Non ci sono restrizioni all'ingresso e i partecipanti sono semplicemente incoraggiati a portare anguria, condividere la spiaggia e prendere parte al messaggio dietro l'incontro.

Perché Cala Saladeta?

La scelta di Cala Saladeta è centrale per l'argomentazione del gruppo.

La pittoresca insenatura nel comune di Sant Antoni de Portmany è diventata una delle destinazioni estive più popolari di Ibiza, attirando un gran numero di visitatori.

Per l'Associació de Joves d’Eivissa, questa popolarità ha creato una situazione in cui molti residenti locali evitano sempre più spesso la spiaggia durante l'estate a causa del sovraffollamento.

Il gruppo afferma che l'evento intende evidenziare l'idea che le spiagge di Ibiza non sono semplicemente attrazioni turistiche, ma spazi pubblici che dovrebbero rimanere accessibili e piacevoli anche per le persone che vivono sull'isola.

"Vogliamo goderci ciò che ci appartiene"

L'associazione ha sottolineato che l'evento non intende creare interruzioni inutili.

Silvia Ramón, a nome del gruppo, ha dichiarato che l'obiettivo non è fare rumore senza motivo, ma creare un incontro pacifico attorno a una preoccupazione comune.

Il messaggio riguarda essenzialmente la possibilità di godersi le spiagge di Ibiza durante l'estate, anziché sentirsi messi da parte dall'enorme volume di visitatori.

Il gruppo afferma che la Xindriada è quindi una forma di protesta, ma una progettata attorno alla comunità, alla conversazione e semplicemente all'occupazione insieme di uno spazio pubblico.

Un dibattito più ampio sul modello turistico di Ibiza

La Xindriada fa anche parte di una discussione molto più ampia in corso a Ibiza su overtourism, alloggi, accesso agli spazi pubblici e modello economico dell'isola.

L'Associació de Joves d’Eivissa è stata presentata ufficialmente a gennaio 2026, emergendo dalle preoccupazioni per i cambiamenti sociali in atto sull'isola.

Nel suo manifesto fondativo, il gruppo ha descritto Ibiza come di fronte a un modello insostenibile che comporta sfruttamento del territorio, difficoltà abitative e un'economia che tratta sempre più l'isola e la vita quotidiana come merci.
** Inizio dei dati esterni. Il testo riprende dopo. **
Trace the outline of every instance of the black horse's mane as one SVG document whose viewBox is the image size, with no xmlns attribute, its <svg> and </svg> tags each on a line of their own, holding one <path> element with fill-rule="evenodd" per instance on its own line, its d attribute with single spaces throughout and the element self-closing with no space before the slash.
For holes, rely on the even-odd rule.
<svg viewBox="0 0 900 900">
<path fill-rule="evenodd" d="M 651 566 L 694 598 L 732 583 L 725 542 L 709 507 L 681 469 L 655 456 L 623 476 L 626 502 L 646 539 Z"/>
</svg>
Gli alloggi sono particolarmente importanti per i residenti più giovani, molti dei quali affrontano condizioni sempre più difficili nel trovare un posto dove vivere a prezzi accessibili.
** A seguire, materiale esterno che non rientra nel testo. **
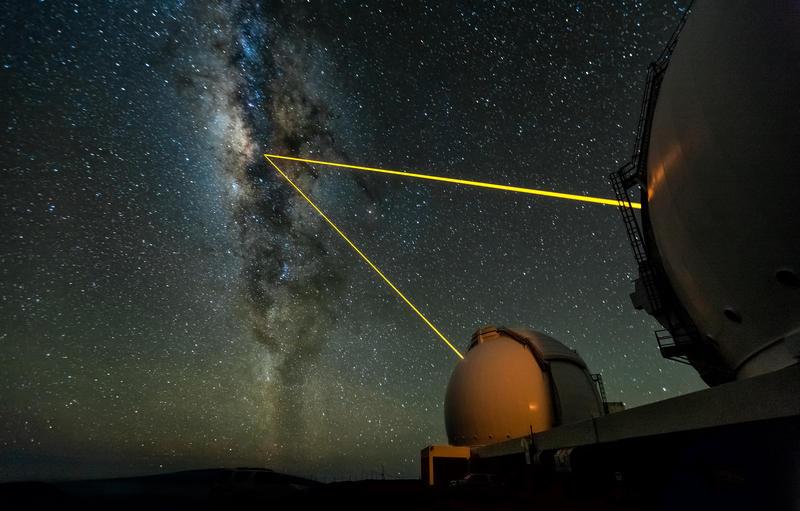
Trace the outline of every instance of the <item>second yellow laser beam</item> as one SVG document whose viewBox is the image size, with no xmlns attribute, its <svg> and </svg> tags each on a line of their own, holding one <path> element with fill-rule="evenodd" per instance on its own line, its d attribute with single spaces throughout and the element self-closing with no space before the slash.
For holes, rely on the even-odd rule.
<svg viewBox="0 0 800 511">
<path fill-rule="evenodd" d="M 441 181 L 444 183 L 454 183 L 459 185 L 477 186 L 480 188 L 491 188 L 493 190 L 504 190 L 506 192 L 527 193 L 530 195 L 543 195 L 545 197 L 555 197 L 557 199 L 568 199 L 581 202 L 592 202 L 595 204 L 605 204 L 607 206 L 619 206 L 620 203 L 616 199 L 604 199 L 602 197 L 591 197 L 589 195 L 575 195 L 571 193 L 551 192 L 548 190 L 537 190 L 534 188 L 522 188 L 520 186 L 498 185 L 494 183 L 484 183 L 482 181 L 470 181 L 468 179 L 456 179 L 453 177 L 433 176 L 430 174 L 418 174 L 416 172 L 404 172 L 402 170 L 389 170 L 380 169 L 376 167 L 362 167 L 360 165 L 349 165 L 347 163 L 336 163 L 332 161 L 309 160 L 307 158 L 294 158 L 292 156 L 281 156 L 278 154 L 265 154 L 267 159 L 277 158 L 280 160 L 299 161 L 303 163 L 310 163 L 313 165 L 327 165 L 329 167 L 340 167 L 343 169 L 363 170 L 367 172 L 377 172 L 379 174 L 391 174 L 393 176 L 413 177 L 417 179 L 427 179 L 430 181 Z M 641 209 L 642 205 L 638 202 L 631 202 L 631 207 L 634 209 Z"/>
<path fill-rule="evenodd" d="M 458 357 L 459 357 L 459 358 L 462 358 L 462 359 L 463 359 L 463 358 L 464 358 L 464 355 L 462 355 L 462 354 L 461 354 L 461 352 L 460 352 L 460 351 L 458 351 L 458 349 L 457 349 L 455 346 L 453 346 L 453 344 L 452 344 L 450 341 L 448 341 L 448 340 L 447 340 L 447 338 L 446 338 L 446 337 L 445 337 L 445 336 L 442 334 L 442 332 L 440 332 L 440 331 L 439 331 L 439 329 L 438 329 L 438 328 L 436 328 L 435 326 L 433 326 L 433 323 L 431 323 L 430 321 L 428 321 L 428 318 L 426 318 L 426 317 L 425 317 L 425 315 L 424 315 L 424 314 L 422 314 L 422 313 L 419 311 L 419 309 L 417 309 L 417 308 L 414 306 L 414 304 L 413 304 L 413 303 L 411 303 L 411 300 L 409 300 L 408 298 L 406 298 L 406 295 L 404 295 L 402 291 L 400 291 L 399 289 L 397 289 L 397 286 L 395 286 L 395 285 L 392 283 L 392 281 L 391 281 L 391 280 L 389 280 L 389 278 L 388 278 L 388 277 L 386 277 L 386 275 L 384 275 L 384 274 L 383 274 L 383 272 L 382 272 L 380 269 L 378 269 L 378 267 L 377 267 L 377 266 L 375 266 L 375 263 L 373 263 L 372 261 L 370 261 L 369 257 L 367 257 L 367 255 L 366 255 L 366 254 L 364 254 L 364 252 L 362 252 L 362 251 L 361 251 L 361 250 L 360 250 L 360 249 L 359 249 L 359 248 L 358 248 L 358 247 L 355 245 L 355 243 L 353 243 L 352 241 L 350 241 L 350 238 L 348 238 L 348 237 L 347 237 L 347 235 L 346 235 L 345 233 L 343 233 L 343 232 L 342 232 L 342 230 L 341 230 L 341 229 L 339 229 L 339 227 L 337 227 L 337 226 L 336 226 L 336 224 L 335 224 L 335 223 L 333 223 L 333 221 L 332 221 L 330 218 L 328 218 L 328 216 L 327 216 L 325 213 L 323 213 L 321 209 L 319 209 L 319 207 L 317 207 L 317 205 L 314 203 L 314 201 L 312 201 L 312 200 L 311 200 L 311 199 L 308 197 L 308 195 L 306 195 L 306 194 L 303 192 L 303 190 L 301 190 L 301 189 L 300 189 L 300 188 L 299 188 L 299 187 L 298 187 L 296 184 L 294 184 L 294 181 L 292 181 L 292 180 L 291 180 L 291 178 L 289 178 L 289 176 L 287 176 L 287 175 L 286 175 L 286 174 L 285 174 L 285 173 L 284 173 L 284 172 L 283 172 L 283 171 L 280 169 L 280 167 L 278 167 L 277 165 L 275 165 L 275 162 L 274 162 L 274 161 L 272 161 L 272 160 L 270 159 L 270 156 L 272 156 L 272 155 L 268 155 L 268 154 L 265 154 L 265 155 L 264 155 L 264 157 L 267 159 L 267 161 L 270 163 L 270 165 L 272 165 L 273 167 L 275 167 L 275 170 L 277 170 L 277 171 L 278 171 L 278 173 L 279 173 L 279 174 L 280 174 L 280 175 L 283 177 L 283 179 L 285 179 L 285 180 L 286 180 L 286 182 L 288 182 L 290 185 L 292 185 L 292 188 L 294 188 L 294 189 L 297 191 L 297 193 L 299 193 L 299 194 L 300 194 L 300 196 L 301 196 L 301 197 L 303 197 L 303 198 L 306 200 L 306 202 L 308 202 L 308 203 L 311 205 L 311 207 L 312 207 L 312 208 L 314 208 L 314 210 L 315 210 L 317 213 L 319 213 L 319 216 L 321 216 L 321 217 L 322 217 L 322 219 L 323 219 L 323 220 L 325 220 L 325 221 L 328 223 L 328 225 L 330 225 L 330 226 L 331 226 L 331 228 L 333 228 L 333 230 L 334 230 L 334 231 L 336 231 L 336 233 L 337 233 L 337 234 L 339 234 L 339 236 L 341 236 L 341 237 L 342 237 L 342 239 L 344 239 L 344 240 L 347 242 L 347 244 L 348 244 L 348 245 L 350 245 L 350 248 L 352 248 L 353 250 L 355 250 L 355 252 L 356 252 L 358 255 L 360 255 L 360 256 L 361 256 L 361 259 L 363 259 L 363 260 L 364 260 L 364 262 L 366 262 L 366 263 L 369 265 L 369 267 L 370 267 L 370 268 L 372 268 L 372 269 L 375 271 L 375 273 L 377 273 L 377 274 L 378 274 L 378 276 L 380 276 L 380 278 L 382 278 L 382 279 L 383 279 L 383 281 L 384 281 L 384 282 L 386 282 L 386 284 L 387 284 L 387 285 L 388 285 L 390 288 L 392 288 L 392 290 L 393 290 L 395 293 L 397 293 L 397 296 L 399 296 L 400 298 L 402 298 L 402 299 L 403 299 L 403 301 L 404 301 L 404 302 L 406 302 L 406 305 L 408 305 L 408 306 L 411 308 L 411 310 L 413 310 L 414 312 L 416 312 L 416 313 L 417 313 L 417 316 L 419 316 L 419 317 L 422 319 L 422 321 L 424 321 L 424 322 L 425 322 L 425 324 L 426 324 L 426 325 L 428 325 L 428 326 L 431 328 L 431 330 L 433 330 L 433 331 L 434 331 L 434 333 L 436 333 L 436 335 L 438 335 L 438 336 L 439 336 L 439 338 L 440 338 L 441 340 L 443 340 L 443 341 L 444 341 L 444 343 L 445 343 L 445 344 L 447 344 L 447 346 L 448 346 L 448 347 L 449 347 L 451 350 L 453 350 L 453 351 L 455 352 L 455 354 L 456 354 L 456 355 L 458 355 Z"/>
</svg>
Il gruppo afferma che Ibiza sta perdendo parte della sua identità locale

L'associazione sostiene anche che il profilo turistico dell'isola sta cambiando.

Ramón ha dichiarato di credere che Ibiza abbia perso parte del suo turismo orientato alle famiglie, attirando allo stesso tempo più visitatori interessati principalmente alla vita notturna e alle feste.
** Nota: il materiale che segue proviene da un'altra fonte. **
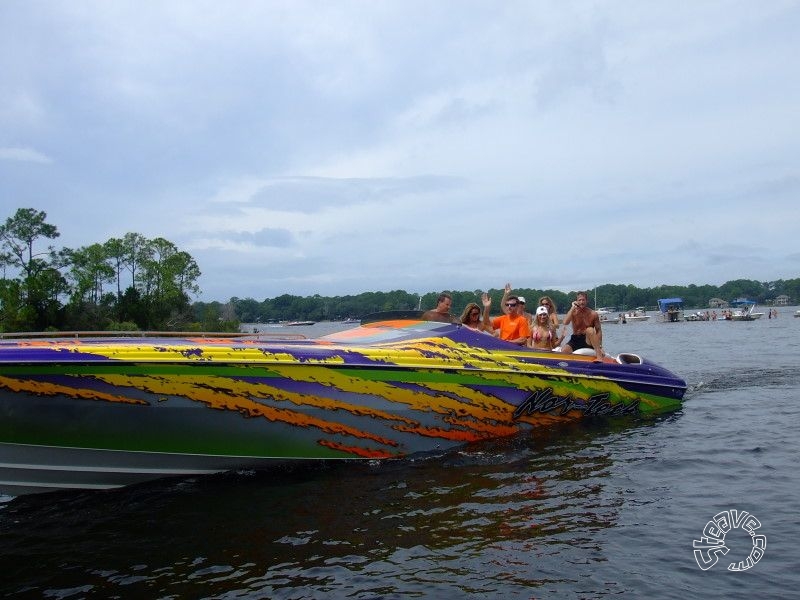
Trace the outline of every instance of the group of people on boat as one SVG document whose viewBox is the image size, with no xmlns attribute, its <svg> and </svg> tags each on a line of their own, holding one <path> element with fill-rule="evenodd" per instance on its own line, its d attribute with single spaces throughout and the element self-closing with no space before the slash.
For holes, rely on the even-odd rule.
<svg viewBox="0 0 800 600">
<path fill-rule="evenodd" d="M 450 308 L 452 296 L 442 292 L 436 300 L 436 308 L 423 313 L 427 321 L 460 323 L 464 327 L 482 331 L 502 340 L 537 350 L 572 353 L 583 348 L 592 348 L 598 358 L 602 358 L 603 331 L 600 316 L 588 306 L 589 297 L 586 292 L 578 292 L 572 302 L 564 321 L 559 322 L 558 309 L 549 296 L 539 298 L 533 313 L 526 311 L 524 296 L 512 293 L 511 284 L 506 284 L 500 302 L 503 314 L 491 316 L 492 299 L 484 292 L 481 296 L 483 308 L 470 302 L 461 313 L 461 317 L 453 317 Z M 564 343 L 568 326 L 572 327 L 572 335 Z M 559 327 L 561 329 L 559 335 Z"/>
</svg>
La critica non è rivolta al turismo in sé, ma a quello che il gruppo vede come un modello turistico che può sempre più disconnettere i visitatori dalla cultura e dalla comunità locale di Ibiza.

Il gruppo vuole una conversazione più ampia su che tipo di turismo Ibiza dovrebbe perseguire e quanta pressione l'isola può sostenere.

Potrebbe diventare un evento annuale

Per ora, la Xindriada di domenica è trattata come un'iniziativa pilota.

Se gli organizzatori la considereranno un successo, l'Associació de Joves d’Eivissa afferma che potrebbe organizzare azioni simili nelle stagioni future.

Il gruppo ha anche dichiarato di star preparando ulteriori progetti e attività, suggerendo che l'incontro di Cala Saladeta è solo una parte di una campagna più ampia incentrata sul futuro dell'isola.

L'idea è stata incoraggiata anche da un'altra recente iniziativa locale: una cena popolare nel porto di Ibiza, pensata per sostenere un argomento simile riguardo al rapporto dei residenti con gli spazi pubblici.

Non una protesta contro i turisti, ma una protesta per l'equilibrio

Il messaggio degli organizzatori riguarda in definitiva l'equilibrio.

Ibiza dipende fortemente dal turismo, ma l'associazione sostiene che l'isola deve anche rimanere un luogo dove i residenti possono permettersi di vivere, accedere agli spazi pubblici e godersi la propria costa.

Questo rende Cala Saladeta uno sfondo potente per la discussione.

Domenica mattina, invece di un'altra convenzionale manifestazione politica, un gruppo di giovani residenti di Ibiza arriverà con anguria, asciugamani e un messaggio su chi può godersi l'isola ad agosto.

E se la spiaggia si riempirà di nuovo, l'incontro stesso potrebbe diventare un'illustrazione molto visibile del problema che stanno cercando di evidenziare.